Fast fashion minimizes the effort that goes into making clothing by selling garments at low,  impulse-purchase prices that train the customer to not see the value. Then, because the customer doesn’t see the value, that drives the fast fashion brands to produce clothing of even cheaper quality in order to sell at even lower prices. Even small fashion business owners can get stuck in this same devaluing cycle. Don’t diminish your work or the work of those that make the clothes for your brand by selling your designs for prices that don’t match their true worth. In the same way, don’t diminish your accomplishments and the successes you’ve had in your business just because they aren’t at the scale of a fast fashion brand.

As a fashion business owner, you need to be clear about what your values and goals are. What does success really look like to you? Looking at fast fashion brands, it seems that success to them is the amount of money the owners make. If you haven’t clearly defined what success looks like to you, it is easy to default to equating success with money. In many cases, though, money, to a point, is not what would actually bring the most fulfillment. Why did you start your brand? What does your ideal day to day lifestyle look like? What leaves you most fulfilled and happy? Money may get you to this place, but other things like creative freedom, a flexible schedule, or more time with family may be a better path to your goals. Don’t make decisions in your business solely based on money if that is not what would actually bring you the life you want. Yes, a high revenue number looks “successful” to others, but you need to define for yourself what success for your business looks like. 

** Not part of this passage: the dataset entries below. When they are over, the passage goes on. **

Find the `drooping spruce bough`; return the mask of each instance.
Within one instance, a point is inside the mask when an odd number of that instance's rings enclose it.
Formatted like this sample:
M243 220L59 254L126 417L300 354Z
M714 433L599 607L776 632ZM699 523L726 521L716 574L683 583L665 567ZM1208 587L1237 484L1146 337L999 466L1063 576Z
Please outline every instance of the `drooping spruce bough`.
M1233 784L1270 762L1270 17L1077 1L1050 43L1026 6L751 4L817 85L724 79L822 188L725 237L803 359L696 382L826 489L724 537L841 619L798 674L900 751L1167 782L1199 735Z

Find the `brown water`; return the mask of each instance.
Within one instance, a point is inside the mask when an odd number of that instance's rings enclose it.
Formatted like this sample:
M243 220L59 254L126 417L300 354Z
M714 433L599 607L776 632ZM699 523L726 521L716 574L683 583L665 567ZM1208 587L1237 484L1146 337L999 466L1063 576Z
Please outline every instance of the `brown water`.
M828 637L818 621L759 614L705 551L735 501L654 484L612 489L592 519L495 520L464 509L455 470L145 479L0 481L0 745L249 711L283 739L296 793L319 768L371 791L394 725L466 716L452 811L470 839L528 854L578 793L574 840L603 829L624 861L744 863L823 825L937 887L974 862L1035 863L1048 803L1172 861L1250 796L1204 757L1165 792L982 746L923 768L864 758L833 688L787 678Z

I think we all agree that fast fashion is unsustainable. The whole system runs at a break-neck speed that leaves workers and resources burned out and discarded, once-worn clothing often literally burning in a landfill. As a business owner, it is important to realize not only the ways that your brand is environmentally and socially sustainable, but also how your business itself is supportable in the long run. Quick growth feels like success, but is the growth a level you can sustain? Is the growth in an area that will help you reach your goals or is it just a vanity metric that looks flashy from the outside? Be careful not to trade long-term success for short-term wins.

We are quick to identify and remove the fast fashion mindset from our wardrobes, but doing so from your business takes a step more. Just as I think our clothes should fit our lifestyle and our values, I think that is just as true for our fashion businesses. To build a long-lasting, successful, and fulfilling business you love requires just as much attention as designing quality clothing. Don’t let a fast fashion mindset run your fashion business or define your success.